Ninon monta le son du poste radio qui jouait leur musique préférée. Elle se leva pour se dandiner et tendit sa main à Sandra. D'un signe de tête, elle refusa. Ce matin très tôt, elle avait reçu un mystérieux message. Ninon avait remarqué que depuis, elle tirait la gueule, comme si on lui avait appris la mort d'un de ses proches.

— Tu n'as pas l'air dans ton assiette. T'as tes règles ou quoi ? lança-t-elle à Sandra en riant.

Sandra ne releva pas la maudite blague de Ninon et ferma les yeux quelques secondes. Qu'est-ce que j'ai fait ? pensa-t-elle. Son amitié ou sa carrière ? Elle avait encore un mois pour réfléchir au problème. Elle détestait par-dessus tout mentir à sa meilleure amie. Ninon et Sandra se connaissaient depuis le bac à sable. Elles avaient toujours été là l'une pour l'autre quoiqu'il arrive. Mais à cet instant, un sentiment égoïste l'habitait. Il lui disait : pense à toi, ils n'accepteront pas de publier ce livre au nom de deux auteurs.

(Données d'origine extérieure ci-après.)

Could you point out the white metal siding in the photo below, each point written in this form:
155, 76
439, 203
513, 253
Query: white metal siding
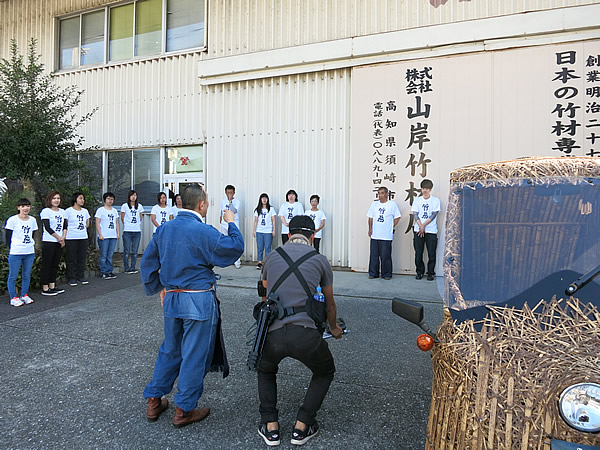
278, 134
239, 26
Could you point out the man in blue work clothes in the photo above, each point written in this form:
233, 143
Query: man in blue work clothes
178, 263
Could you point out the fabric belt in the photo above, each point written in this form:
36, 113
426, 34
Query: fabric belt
212, 288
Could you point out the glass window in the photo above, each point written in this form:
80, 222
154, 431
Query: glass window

— Tu sais si c'est pour être comme ça toute la journée, tu ferais mieux de rentrer chez toi, dit-elle à Sandra en se rasseyant.

— Oui, tu as raison.

**

Barcelone, Mai 2016

Un mois s'était écoulé depuis que Sandra avait quitté la maison des Maze. Elle avait pris ses distances avec son acolyte pour se concentrer sur son travail d'écrivaine. Ninon n'avait rien compris, du jour au lendemain, elle n'avait plus eu de nouvelle. Des questions sans réponse lui parcouraient l'esprit jour et nuit. Ne sachant pas comment la joindre, elle avait été chez elle et sa mère lui avait tout bonnement répondu : désolé Ninon, Sandra ne veut pas te voir. Mais je peux lui laisser un message de ta part si tu le souhaites. Dans son regard, on pouvait lire qu'elle aussi était incompréhensive face à la situation.

Qu'est-ce que je t'ai fait ? lui avait-elle envoyé par SMS.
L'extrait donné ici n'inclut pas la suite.